Periodically check whether Kafka producer was open successfully 

Question 3: Is there a way we can check that and what benefits for that check ?

Thanks in advance :)

1条回答
Summer. ? 凉城
2楼-- · 2019-05-11 08:07

You have to keep in mind how a kafka producer works:

From the API-Documentation:

The producer consists of a pool of buffer space that holds records that haven't yet been transmitted to the server as well as a background I/O thread that is responsible for turning these records into requests and transmitting them to the cluster.

If you call the send method to send a record to the broker, this message will be added to an internal buffer (the size of this buffer can be configured using the buffer.memory configuration property). Now different things can happen:

  1. Happy path: The messages from the buffer will get converted into requests to the broker by the background I/O thread, the broker will ACK this messages and everything will be fine.
  2. The messages can not be send to the kafka broker (connection to broker is broken, you are producing messages faster than they can send out, etc.). In this case it is up to you to decide what to do. Setting the max.block.ms (as an replacement for block.on.buffer.full) to a positive value the send message will block for this amount of time(1) and through a timeout exception afterwards.

Regarding your questions: (1) If I got the slides right, Netflix explicitly wants to throw away the messages which they can't send to the broker (instead of blocking, retrying, failing ...). This of course highly depends on your application and the kind of messages you are dealing with. If it "just log messages" it might be no big deal. If it comes to financial transactions you may want to

(2) The producer needs some metadata about the cluster. E.g. it needs to know which key goes to which partition. There is a good blogpost by hortonworks how the producer works internaly. I think it is worth reading: https://community.hortonworks.com/articles/72429/how-kafka-producer-work-internally.html

Furthermore the statement:

Handle Potential Block for first meta data request points to an issues which is as far as I know still around. The very first call of send will do a sync. metadata request to the broker and therefor may take longer.

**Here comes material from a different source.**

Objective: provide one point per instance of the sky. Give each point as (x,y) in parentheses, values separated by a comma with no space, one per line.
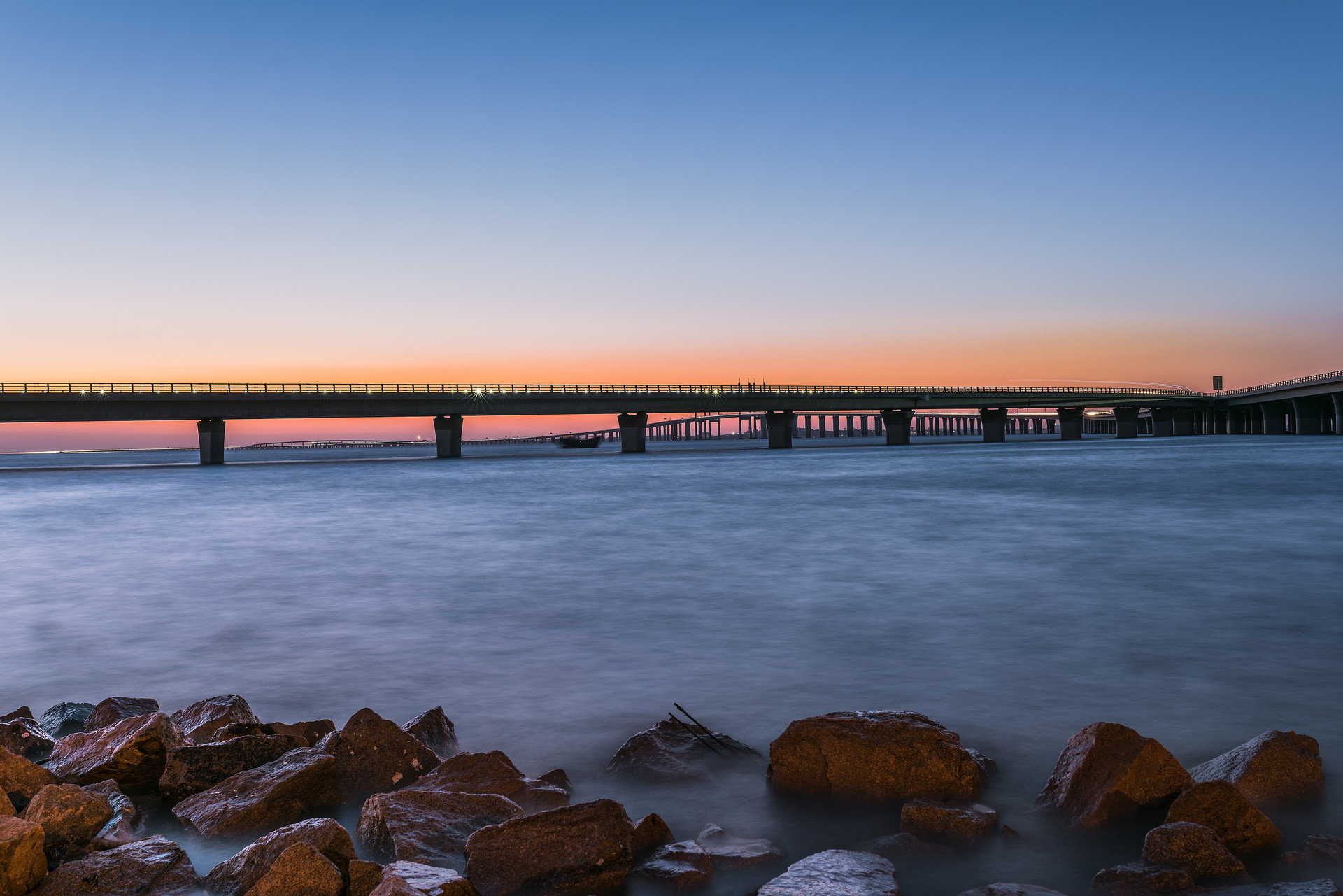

(3) Connections to the producers are closed by the broker if the producer is idle for some time (see connections.max.idle.ms). I am not aware of some standard way to keep the connection of your consumer alive or even to check if the connection is still alive. What you could do is peridicaly send a metadatarequest to the broker (producer.partitionsFor(anyTopic)). But again maybe this is not an issue for your application.


(1) When it comes to details what is taken into account to calculate the time passed it get's a bit tricky. For max.block.ms it is actually:

  • metadata fetch time
  • buffer full block time
  • serialization time (customized serializer)
  • partitioning time (customized partitioner)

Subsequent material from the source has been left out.